Do it yourself search on the site

Probably many have ever wondered how to do a search on the site? Of course, for large sites with a large amount of content, search is simply an indispensable thing. In most cases, the user, having visited your site for the first time in search of something important, will not understand the navigation bars, drop-down menus and other navigation elements, and in a hurry will try to find something similar to the search bar. And if there is no such luxury on the site, or it does not cope with the search query, then the visitor will simply close the tab. But the article is not about the meaning of the search for the site and not about the psychology of visitors. I'll tell you how to implement a small full-text search algorithm, which I hope will save novice developers from headaches.

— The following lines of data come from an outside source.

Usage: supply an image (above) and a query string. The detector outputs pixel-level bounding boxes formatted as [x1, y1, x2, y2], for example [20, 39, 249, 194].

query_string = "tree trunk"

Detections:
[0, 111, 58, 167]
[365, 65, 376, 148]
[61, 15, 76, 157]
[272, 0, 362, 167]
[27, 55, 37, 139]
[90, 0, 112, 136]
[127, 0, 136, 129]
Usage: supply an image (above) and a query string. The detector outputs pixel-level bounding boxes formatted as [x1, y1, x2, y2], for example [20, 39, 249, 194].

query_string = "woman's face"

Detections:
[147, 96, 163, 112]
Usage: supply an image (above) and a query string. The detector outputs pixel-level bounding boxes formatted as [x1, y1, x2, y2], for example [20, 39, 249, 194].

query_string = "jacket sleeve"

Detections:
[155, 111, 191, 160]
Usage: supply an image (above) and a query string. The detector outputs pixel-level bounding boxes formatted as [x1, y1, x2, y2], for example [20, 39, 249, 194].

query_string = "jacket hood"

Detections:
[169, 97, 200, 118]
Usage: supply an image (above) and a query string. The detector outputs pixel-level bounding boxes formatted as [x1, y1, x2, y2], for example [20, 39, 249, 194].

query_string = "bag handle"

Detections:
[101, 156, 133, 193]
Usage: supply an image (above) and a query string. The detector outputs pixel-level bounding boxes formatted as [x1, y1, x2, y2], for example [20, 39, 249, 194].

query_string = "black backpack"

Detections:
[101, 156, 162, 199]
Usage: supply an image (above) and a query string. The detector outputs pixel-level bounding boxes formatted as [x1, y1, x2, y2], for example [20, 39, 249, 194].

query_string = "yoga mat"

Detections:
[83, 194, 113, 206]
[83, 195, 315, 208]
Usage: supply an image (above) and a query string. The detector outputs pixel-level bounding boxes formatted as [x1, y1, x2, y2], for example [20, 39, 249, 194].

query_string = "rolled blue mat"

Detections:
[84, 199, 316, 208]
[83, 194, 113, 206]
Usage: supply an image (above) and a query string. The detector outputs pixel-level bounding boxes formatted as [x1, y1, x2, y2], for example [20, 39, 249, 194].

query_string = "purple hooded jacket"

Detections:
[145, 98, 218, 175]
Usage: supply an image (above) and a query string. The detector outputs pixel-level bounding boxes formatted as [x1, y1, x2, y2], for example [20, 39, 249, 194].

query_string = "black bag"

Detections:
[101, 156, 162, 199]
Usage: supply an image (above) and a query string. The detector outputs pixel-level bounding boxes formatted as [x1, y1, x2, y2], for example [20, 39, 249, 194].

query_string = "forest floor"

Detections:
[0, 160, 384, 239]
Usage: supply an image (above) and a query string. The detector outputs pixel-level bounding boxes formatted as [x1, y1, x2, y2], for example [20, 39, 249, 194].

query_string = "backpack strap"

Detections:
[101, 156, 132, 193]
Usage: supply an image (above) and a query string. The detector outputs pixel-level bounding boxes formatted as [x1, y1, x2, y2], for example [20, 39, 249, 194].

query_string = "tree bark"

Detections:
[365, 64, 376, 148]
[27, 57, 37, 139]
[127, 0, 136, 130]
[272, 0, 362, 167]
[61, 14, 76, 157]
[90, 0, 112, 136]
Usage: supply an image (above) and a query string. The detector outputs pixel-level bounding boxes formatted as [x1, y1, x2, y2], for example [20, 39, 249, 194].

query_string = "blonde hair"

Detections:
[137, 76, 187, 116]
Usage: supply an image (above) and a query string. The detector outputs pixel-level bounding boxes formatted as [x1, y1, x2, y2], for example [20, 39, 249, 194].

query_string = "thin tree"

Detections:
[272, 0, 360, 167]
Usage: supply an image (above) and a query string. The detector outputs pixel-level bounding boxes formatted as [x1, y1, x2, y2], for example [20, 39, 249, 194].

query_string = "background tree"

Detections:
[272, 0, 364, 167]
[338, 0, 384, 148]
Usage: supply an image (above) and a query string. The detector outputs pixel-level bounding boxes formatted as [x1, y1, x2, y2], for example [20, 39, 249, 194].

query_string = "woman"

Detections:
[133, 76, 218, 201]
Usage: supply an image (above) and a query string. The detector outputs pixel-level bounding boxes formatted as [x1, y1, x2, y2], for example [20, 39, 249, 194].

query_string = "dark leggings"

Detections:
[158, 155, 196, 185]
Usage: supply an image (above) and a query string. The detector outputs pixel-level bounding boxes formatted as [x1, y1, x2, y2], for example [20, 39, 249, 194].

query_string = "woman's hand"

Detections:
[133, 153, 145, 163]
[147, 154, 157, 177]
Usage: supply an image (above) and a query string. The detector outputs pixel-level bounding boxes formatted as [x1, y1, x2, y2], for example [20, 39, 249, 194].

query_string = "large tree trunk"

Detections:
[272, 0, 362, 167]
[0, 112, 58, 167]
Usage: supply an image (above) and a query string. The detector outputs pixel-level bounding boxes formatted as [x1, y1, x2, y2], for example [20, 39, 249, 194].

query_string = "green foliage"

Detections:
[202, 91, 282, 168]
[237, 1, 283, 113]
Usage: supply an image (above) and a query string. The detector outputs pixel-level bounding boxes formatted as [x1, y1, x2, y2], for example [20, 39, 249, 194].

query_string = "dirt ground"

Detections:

The reader may ask: why write everything from scratch, if everything has been written for a long time? Yes, major search engines have an API, there are some cool projects like Sphinx and Apache Solr. But each of these solutions has its advantages and disadvantages. Using the services of search engines, such as Google and Yandex, you will receive a lot of buns, such as a powerful morphological analysis, correction of typos and errors in the query, the recognition of an incorrect keyboard layout, but there will not do without a spoon of tar. Firstly, such a search does not integrate into the structure of the site - it is external, and you cannot tell it which data is most important and which is not very. Secondly, the site content is indexed only at a certain interval, which depends on the selected search engine, so that if something is updated on the site, you will have to wait for the moment when these changes get into the index and become available in the search. Sphinx and Apache Solr do much better with integration and indexing, but not every hosting will allow you to run from.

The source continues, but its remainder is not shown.